The disruption of linear history is introduced in Still Life No. 3 (2015), a sound installation that takes command of the Swiss Institute’s first-floor gallery. Speakers are fastened to the ceiling in a downward curve, and from them come the Diné Bahane story of creation, featuring the emergence of people from four worlds below into the current world. The story, delivered aloud in a woman’s voice, plays multiple times at once using a stereo delay unit. The echoes cross one another, mimicking the repeated and intertwined segments of the story itself, muddling chronological sequence and enabling the mutual influence of multiple temporal perspectives. The story is transcribed in both English and Navajo on glass panes circling the room, without clear demarcations of start or end. They can be read by shadows of the engraved but otherwise invisible text on the glass, cast at different angles from a coloured light. While foregrounding a tradition of oral history, Still Life No. 3 offers a multiplicity of ways to process information through different orientations and sensory experiences.

In a smaller back room, we are offered the first opportunity to witness a striking performance of one of Chacon’s scores, Report (2001), documented in a 2015 video. The camera cuts between two sets of players, capturing the transformation of firearms from instruments of destruction to those of percussive music. Although each gun remains static in tone, a complex rhythm is generated by staggering their shots with silence, which allows one to hear the prolonged echoes of their blasts in the New Mexican landscape. Report gestures towards the history of gunfire within the land, while rewiring it as music through timing and intention.

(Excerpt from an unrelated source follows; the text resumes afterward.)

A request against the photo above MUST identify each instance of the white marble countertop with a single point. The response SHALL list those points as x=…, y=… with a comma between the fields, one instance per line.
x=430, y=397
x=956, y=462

On the walls of the Swiss Institute’s top floor is a series of listening stations dedicated to the oldest of Chacon’s work on view, Field Recordings (1999), which glean, amplify, and loop ambient noise from specific locations in the American Southwest, each with a relationship to the Navajo Nation, yet chosen by the artist for their reputation of quietness. The presumed lack of habitation in these areas, the conflation of silence with emptiness, is turned on its head by these blaring sonic artefacts— acknowledging that the land itself has a sound independent of its occupants. Chacon builds further on the acoustics of landscapes in his video installation For Four (Caldera) (2024), inviting us to stand in the centre of a veiled structure surrounded by four screens. Each screen flashes alive in sequence to show four people singing improvisationally on opposing ends of a volcanic hollow. Their voices encircle and mesh and the camera slowly revolves in imitation of their layered sounds, which makes for an eerie sirening effect, not unlike the wind making rounds in a rocky valley. As in other of Chacon’s works, For Four aligns performers in a responsive, synchronous relationship with one another and their environment. The camera’s seamlessly oscillating point of view makes this work feel particularly present, drawing us into its active system of relation.

As its title suggests, A Worm’s Eye View from a Bird’s Beak is concerned with expanding worldview in all directions as it traverses wide-ranging unconventional perspectives, places contradictory concepts in harmony, and inverts rigid hierarchies of power and knowledge. Chacon’s first monograph, published by Swiss Institute, Nordnorsk Kunstmuseum and Sternberg Press on the occasion of the exhibition, offers a more comprehensive purview of the artist’s work and expands upon his concerns with contributions from a variety of scholars, conversations with the artist, and images of Chacon’s installations across the globe. The exhibition’s installation seems sparse at first, but its measured ascension from floor to floor demands a patient listening ear—teaching us to listen closer, wider and deeper so that we might pick up on truths lurking at the very limit of our perception.